Branch-specific fields (tree only)¶

All datasets in the tree file have dimensions of n_snapshots times n_halos, or rather halo histories or “branches.” However, there are also fields that are specified per branch, as in, where there is one value per halo history. For consistency, those fields are output into a group called branch_data. This group contains the following fields (see also documentation of status fields below):

Field	Type	From	Explanation
`status_sparta_final`	int8	S	The reason why the halo ended according to SPARTA (see status documentation for values)
`first_snap`	int16	R,M	First snapshot where the halo was alive (where it was first found in the catalog)
`last_snap`	int16	R,M	Last snapshot where the halo was alive (can be due to disappearance from catalog, ghost ending, or simulation ending)

Status fields¶

One key design goal of MORIA is to be transparent about how radii, masses, and other quantities were computed. This information is given in a number of status fields whose names all begin with status_*. Their values are implemented in the Python analysis package module for convenience.

SPARTA status

The first field is status_sparta which tells us the status SPARTA returned for the halo at this snapshot. The following values are possible in the Erebos catalogs:

Value	Meaning	Explanation
`-2`	`NOT_FOUND`	Halo was not part of SPARTA output (e.g., too few particles)
`0`	`NONE`	Halo did not exist at this snapshot
`10`	`HOST`	Host halo
`20`	`SUB`	Subhalo
`21`	`BECOMING_SUB`	Subhalo; became a subhalo in this snap
`22`	`BECOMING_HOST`	Subhalo; will become a host in the next snap
`23`	`BECOMING_SUB_HOST`	Subhalo; became sub this snap and will be host in the next
`24`	`SWITCHED_HOST`	Subhalo; switched host
`31`	`GHOST_SUB`	Ghost subhalo
`32`	`GHOST_SWITCHING`	Ghost subhalo, changing host

Please see the Halos & Subhalos page for a full listing of possible numerical values and further explanation of their meaning. When testing for host, subhalo, or ghost status, please use the corresponding functions in Python for SPARTA module instead of manually implementing the status codes (because they could change or be amended, in principle).
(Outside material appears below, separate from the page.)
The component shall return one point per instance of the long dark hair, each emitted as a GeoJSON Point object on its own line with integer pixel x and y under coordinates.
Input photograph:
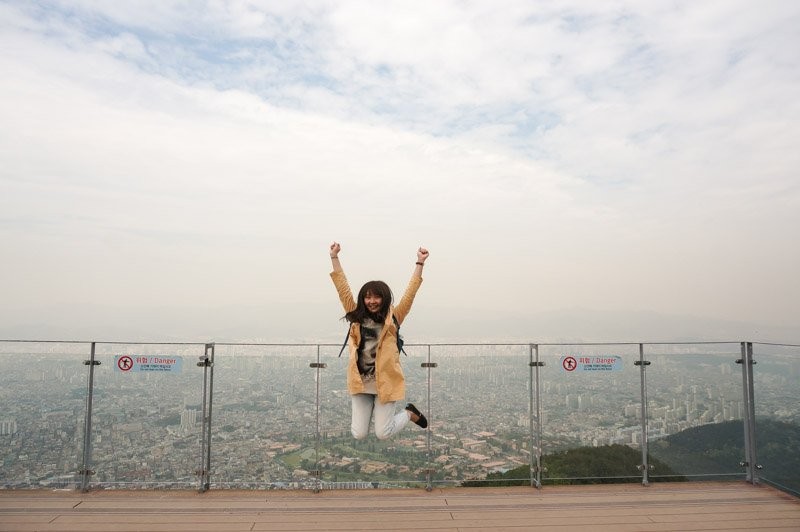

The host/sub distinction in SPARTA corresponds to the parent_id_cat field. The status values that indicate changes in the status can also be derived from the parent IDs, but are given for convenience. The ghost status can only be evaluated with the status_sparta field.

Final SPARTA status (reason for ending halo history)

Besides the halo status at each snapshot, SPARTA also assigns each halo history a final status value that gives the reason for why the halo ended. Since there is only one such value per history, this status is stored in the branch_data subdirectory in tree files. It is not output into the MORIA catalog fields because it is not specific to one snapshot. The final status can take on the following values:

Value	Meaning	Explanation
`-2`	`NOT_FOUND`	Halo was not part of SPARTA output (e.g., too few particles)
`50`	`MERGED`	Halo ended in catalog, i.e., merged with another halo
`51`	`GHOST_CENTER`	Particles in ghost have become indistinguishable from host center
`52`	`GHOST_TOO_SMALL`	Insufficient particles remaining in ghost
`53`	`GHOST_NOT_FOUND`	Too few of the ghost’s previous particles were found in new snap
`54`	`GHOST_POSITION`	Ghost position could not be reliably determined
`60`	`LAST_SNAP`	Halo reached the last snapshot in the simulation
`70`	`NOT_FOUND`	Error: halo could not be found in catalog
`71`	`JUMP`	Error: halo position jumped unphysically in catalog
`72`	`HOST_ENDED`	Error: could not find host during exchange step
`73`	`SEARCH_RADIUS`	Error: no sensible particle distribution found (mostly phantoms)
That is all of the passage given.